Robert Pernicka, the Segal Co. senior vice president, attributed the growth in claims during the last 18 months to the school district's health-care expenditures tracking back to national rates.

"The fear I always have when you have a year of 2 percent or 1 percent, where the trend is four or five times greater, it will catch up to you," Pernicka said. "You've made plan changes in negotiations and also changed carriers and become more effective, but you can't continue over time to really be substantially less than trend."

Assistant Superintendent for Business Nancy Harris agreed with Pernicka's assessment, arguing that the recent rate of higher claims increases does not indicate that the school district would soon face unsustainable health-care spending.

"You cannot expect that the positive claims experience would continue indefinitely," Harris said Wednesday in an interview with the Westport News. "If you look at the statistics, every year you have a different pool with a different claims experience."

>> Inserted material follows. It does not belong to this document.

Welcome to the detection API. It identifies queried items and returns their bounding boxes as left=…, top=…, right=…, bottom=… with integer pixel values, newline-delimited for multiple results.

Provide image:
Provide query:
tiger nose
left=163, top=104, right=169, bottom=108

After salaries, employee health-care benefits constitute the largest expenditure block in the school district's annual operating budgets. For the current fiscal year, the school district has allocated approximately $12.6 million for health-insurance costs, about 13 percent of the operating budget. But health-insurance spending is now projected by Harris to overrun its budgeted amount by about $800,000, which will require the school district to tap into its approximately $2.5 million health-insurance reserve to cover the difference. In a worst-case scenario calculated by Harris, this year's health-insurance spending would run about $3.8 million over budget and require education officials to seek approval from the Board of Finance and Representative Town Meeting for additional funding to bolster the reserve.

The school district's budgeted health-insurance spending is projected by Harris to rise to about $13.2 million, about 5 percent more than this year.

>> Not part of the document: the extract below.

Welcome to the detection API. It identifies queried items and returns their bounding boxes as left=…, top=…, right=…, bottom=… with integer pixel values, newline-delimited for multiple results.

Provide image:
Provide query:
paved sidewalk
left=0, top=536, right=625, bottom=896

Education officials have moved aggressively in recent years to try to tamp down health-insurance costs. In 2010, it switched the administration of its self-insured health-insurance program from Anthem Blue Cross Blue Shield to Cigna, which education officials have said has generated substantial savings for the school district through the discounts Cigna negotiates with health-care providers and pharmaceutical companies.

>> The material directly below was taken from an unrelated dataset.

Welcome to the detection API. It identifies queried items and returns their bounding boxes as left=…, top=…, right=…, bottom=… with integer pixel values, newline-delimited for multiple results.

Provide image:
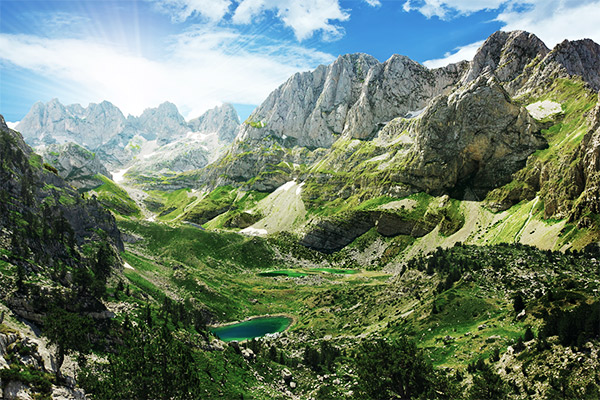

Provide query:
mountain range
left=0, top=31, right=600, bottom=400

Last month, the Board of Education approved a new three-year contract for the school district's teacher union, which will move teachers from a preferred-provider organization plan to health-savings accounts, unless teachers opt to cover the difference of staying with a more expensive PPO option. The change to health-savings accounts will save the school district about $400,000 during the 2013-14 fiscal year and about $890,000 the following year, according to Pernicka.

The school district's health-care spending is also being closed watched by other town officials, including the Board of Finance, which will vote in March on next year's education budget. Board of Finance Chairman Avi Kaner suggested that school officials consider putting the district's "stop-loss" health-insurance plan out to bid to find a less costly policy. The school district's current stop-loss health-insurance policy caps its liability at $225,000 for each individual claim. This year, the district is paying Cigna a projected $528,000 premium for that policy; the outlay for a $225,000 stop-loss limit would rise to about $606,000 next year, according to Superintendent of Schools Elliott Landon's proposed budget.

"The reason we're asking these sort of radical questions like putting out to bid stop-loss insurance because as some [finance board members] have said, every $100,000 or $200,000 does make a difference," Kaner said.

While acknowledging that the district pays a high rate for its stop-loss insurance, Pernicka recommended against the school district pursuing Kaner's proposal.

"We can go out to the marketplace and shop that, the problem is I don't think it's a good idea for the management of what needs to be done to separate your stop-loss insurance," Pernicka added.